09. Funded by: National Science Foundation; Kavli Foundation; Ford Foundation; American Association for the Advancement of Science; et al. First-author publications in: Nature. Discovery. Journal of Biotechnology. Chronically single, committment issues.
timestamp . . . . . . . . . . . . . . twelve hours ago
You wake up with a migraine.10 You are behind, bored, overwhelmed. You feel useless, up against not only the problem of running a business but also the problem of failing to help someone who needed it, who needed you to be the best at what you do, at solving problems. And now, a migraine.
Try to push yourself up out of bed. Fail. Groan. Try again. Against the dizziness keep trying until through sheer force of will, you succeed.
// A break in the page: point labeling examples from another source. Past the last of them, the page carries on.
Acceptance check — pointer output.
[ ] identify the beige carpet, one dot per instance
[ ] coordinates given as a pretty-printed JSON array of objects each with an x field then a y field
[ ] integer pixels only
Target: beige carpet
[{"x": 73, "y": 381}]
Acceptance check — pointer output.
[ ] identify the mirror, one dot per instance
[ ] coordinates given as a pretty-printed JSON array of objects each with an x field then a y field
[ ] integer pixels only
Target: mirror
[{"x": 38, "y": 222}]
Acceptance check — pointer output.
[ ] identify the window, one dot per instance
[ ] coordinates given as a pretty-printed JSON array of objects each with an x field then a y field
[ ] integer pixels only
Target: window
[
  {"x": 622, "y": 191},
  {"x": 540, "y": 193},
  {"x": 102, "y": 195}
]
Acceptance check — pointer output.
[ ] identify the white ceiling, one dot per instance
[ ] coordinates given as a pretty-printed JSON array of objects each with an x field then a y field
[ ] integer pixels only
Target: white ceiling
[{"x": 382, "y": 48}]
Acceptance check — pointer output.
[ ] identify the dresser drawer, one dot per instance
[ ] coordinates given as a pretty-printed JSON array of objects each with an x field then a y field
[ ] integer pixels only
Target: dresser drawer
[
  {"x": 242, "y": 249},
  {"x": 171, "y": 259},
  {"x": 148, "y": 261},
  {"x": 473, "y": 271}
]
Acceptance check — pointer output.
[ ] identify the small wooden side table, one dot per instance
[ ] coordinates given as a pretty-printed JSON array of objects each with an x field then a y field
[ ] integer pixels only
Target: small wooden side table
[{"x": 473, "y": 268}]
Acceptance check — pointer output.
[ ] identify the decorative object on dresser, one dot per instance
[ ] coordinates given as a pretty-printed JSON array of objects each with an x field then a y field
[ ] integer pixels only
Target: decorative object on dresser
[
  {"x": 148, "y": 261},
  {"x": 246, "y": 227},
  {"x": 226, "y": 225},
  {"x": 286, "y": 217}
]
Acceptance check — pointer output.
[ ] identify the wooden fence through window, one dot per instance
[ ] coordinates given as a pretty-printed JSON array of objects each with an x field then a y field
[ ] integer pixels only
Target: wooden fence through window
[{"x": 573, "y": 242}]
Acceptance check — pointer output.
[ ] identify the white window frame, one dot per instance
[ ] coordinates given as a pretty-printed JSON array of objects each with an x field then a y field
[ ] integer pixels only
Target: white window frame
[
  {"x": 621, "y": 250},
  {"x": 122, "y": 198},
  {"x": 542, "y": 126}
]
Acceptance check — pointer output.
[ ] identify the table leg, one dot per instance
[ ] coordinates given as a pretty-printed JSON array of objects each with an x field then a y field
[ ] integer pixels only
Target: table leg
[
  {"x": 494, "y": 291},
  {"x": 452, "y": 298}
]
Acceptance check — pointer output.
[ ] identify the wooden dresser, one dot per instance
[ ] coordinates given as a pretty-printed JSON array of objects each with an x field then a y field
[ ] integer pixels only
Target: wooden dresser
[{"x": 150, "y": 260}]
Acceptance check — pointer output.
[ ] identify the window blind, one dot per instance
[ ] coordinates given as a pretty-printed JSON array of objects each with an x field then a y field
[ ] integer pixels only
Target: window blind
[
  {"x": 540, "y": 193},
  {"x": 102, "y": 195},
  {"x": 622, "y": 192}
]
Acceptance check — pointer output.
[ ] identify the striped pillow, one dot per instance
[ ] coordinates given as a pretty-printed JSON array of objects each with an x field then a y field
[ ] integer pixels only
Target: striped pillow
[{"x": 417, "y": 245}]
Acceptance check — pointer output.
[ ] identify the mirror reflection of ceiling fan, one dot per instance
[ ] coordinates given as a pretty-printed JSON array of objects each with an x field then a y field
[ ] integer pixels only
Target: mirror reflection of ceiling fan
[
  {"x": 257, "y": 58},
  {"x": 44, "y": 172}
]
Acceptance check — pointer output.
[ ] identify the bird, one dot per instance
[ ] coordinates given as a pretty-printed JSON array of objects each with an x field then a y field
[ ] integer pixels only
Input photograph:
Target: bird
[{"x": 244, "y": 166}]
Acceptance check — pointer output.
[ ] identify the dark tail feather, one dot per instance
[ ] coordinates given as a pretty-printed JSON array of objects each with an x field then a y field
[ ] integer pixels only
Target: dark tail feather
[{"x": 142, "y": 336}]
Wince when you open the curtains and the sunlight hits you but start your day anyway. Improve on it. The migraine doesn't lift but things seem easier now. You cut ten minutes off your commute with a new route.11 You multitask without even realizing you're doing it. You see pieces fit together faster, you're doing higher level math in your head. You learn medical device circuitry on the internet. Why? You're not sure yet. It just seems like a good idea. You might want that knowledge, later.12
You're present, fully present, in everything. You feel like you're helping people. You're solving problems again. It feels amazing.13
10. Symptoms include nausea, difficulty speaking, numbness and tingling, and sensitivity to light and sound. When was the last time you took your migraine medication?
11. You remembered there is an organization that maps traffic pattern data. You looked at their visualizations. You found an error, you adjusted the algorithm. You are early for work.
12. You were always curious about these devices, and now you know.
13. You are removing your own errors from the equation. The unsolvable problem is solving itself.